By Simon Zekaria
LONDON-- Vodafone Group PLC on Friday posted an acceleration in
key quarterly sales growth as the telecom giant hailed the
continued recovery of its European markets.
The world's second-largest mobile operator by subscribers after
China Mobile Ltd. said revenue excluding handset sales, currency
movements and mergers and acquisitions--a primary metric--rose 0.8%
in the three months ended June 30. This compares with a 0.1% gain
in the previous quarter of the last fiscal year, when it posted its
first growth for 11 quarters.
On the same basis, Europe revenue dipped 1.5% but Africa, Middle
East and Asia Pacific revenue, including India--a key Vodafone
market--rose 6.1%, as the operator shifts resources to
faster-growing economies.
Vodafone's overall first-quarter revenue dipped 0.9%
year-over-year to GBP10.1 billion ($15.6 billion), but rose 3.3%
excluding currency movements and mergers or acquisitions.
The company didn't disclose profit figures.
"We have made a good start to the year. Our emerging markets
have maintained their strong momentum and more of our European
businesses are returning to growth," said Chief Executive Vittorio
Colao.
Vodafone shares rose more than 3% in early trading in response
to the figures, valuing the company at GBP61.5 billion. Hargreaves
Lansdown analyst Richard Hunter said the update confirms Vodafone's
upward trajectory.
"To describe a company of Vodafone's size as a work in progress
may seem counterintuitive, yet the statement confirms the case," he
said.
For years, the Newbury, England-based company has been stung in
recent years by its high exposure to Europe's anemic wireless
markets; a region where it generates most of its sales. Pinched
consumer spending, intensive competition and regulation have
combined to curtail the company's performance in its main
geographies of Germany, Spain and Italy, as well as elsewhere.

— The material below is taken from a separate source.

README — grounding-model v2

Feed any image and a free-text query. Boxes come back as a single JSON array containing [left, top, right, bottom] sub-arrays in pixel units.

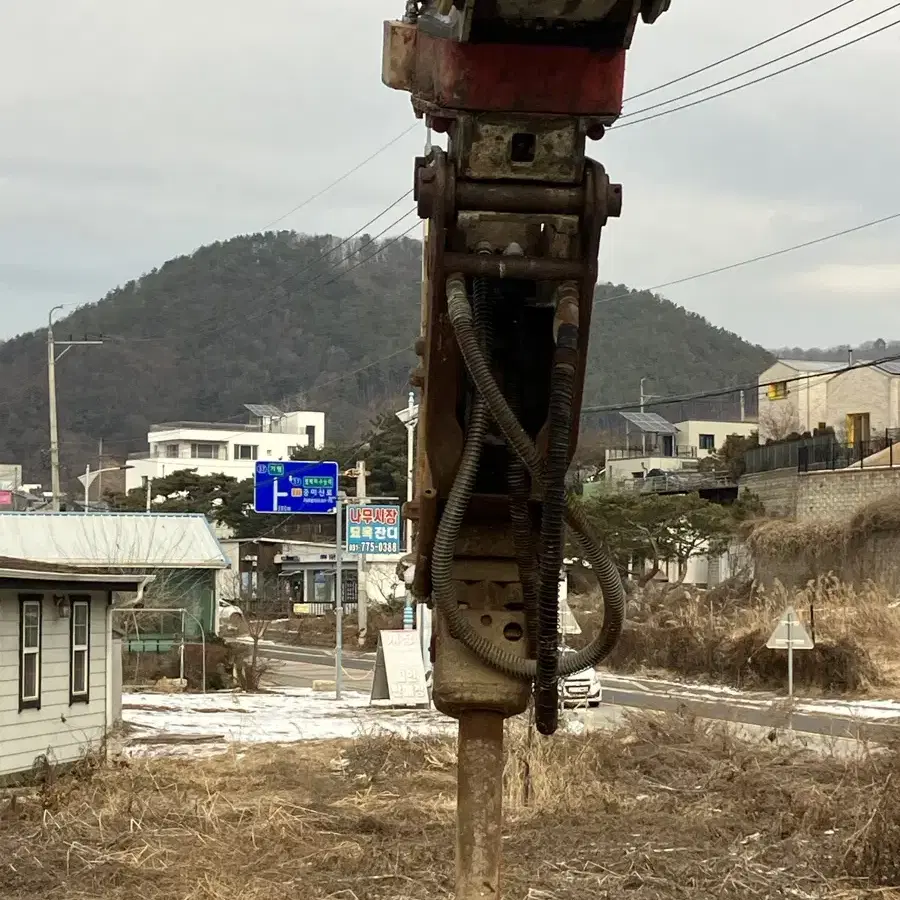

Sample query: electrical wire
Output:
[[625, 0, 856, 103], [262, 122, 419, 231], [594, 212, 900, 305], [581, 354, 900, 413], [620, 3, 900, 121], [612, 19, 900, 131]]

It is spending billions of dollars to improve network quality
and speed across the world as consumers demand fast-speed
connection for mobile Internet data usage, Internet broadband and
media. In Europe, where it is rolling out fiber-optic to push its
burgeoning business, it sees the upgrade central to a turnaround of
its fortunes in the region.
Vodafone has also focused on deal-making across Europe's
fragmented telecom and media sectors, which are pursuing fixed-line
assets and exclusive content to shore up stagnating wireless
businesses. Operators on the continent are converging to provide
bundled offers to boost subscriber loyalty and revenue.
Friday, it said revenue excluding handset sales, currency
movements and mergers and acquisitions in Germany fell 1.2%, better
than a 3.1% decline in the fourth quarter. Vodafone spent $10
billion to buy Kabel Deutschland, a cable operator in the country,
as it battles with rival Deutsche Telekom AG.
In Italy and Spain, revenue on the same basis was down 2% and
5.5%, respectively, but an improvement on falls of 3.7% and 7.8% in
the previous three months.
Last month, Vodafone said it launched talks with Liberty Global
PLC over an " exchange of selected assets," throwing two European
powerhouses back into the center of a frenzy of European television
and communications deal making. Friday, Mr. Colao told reporters he
had "nothing new" to add on the conversations.
Vodafone has also recently shaken up its management in Europe,
which has become the touchstone of the group's strategy. Earlier
this week, its Europe CEO departed and heads of European markets
were charged to report directly to Mr. Colao as the firm moved to
boost decision-making in region.
Separately, Vodafone on Friday said it continues to consider an
initial public offering of its fast-growing Indian businesses,
without elaborating on any time frame for a decision.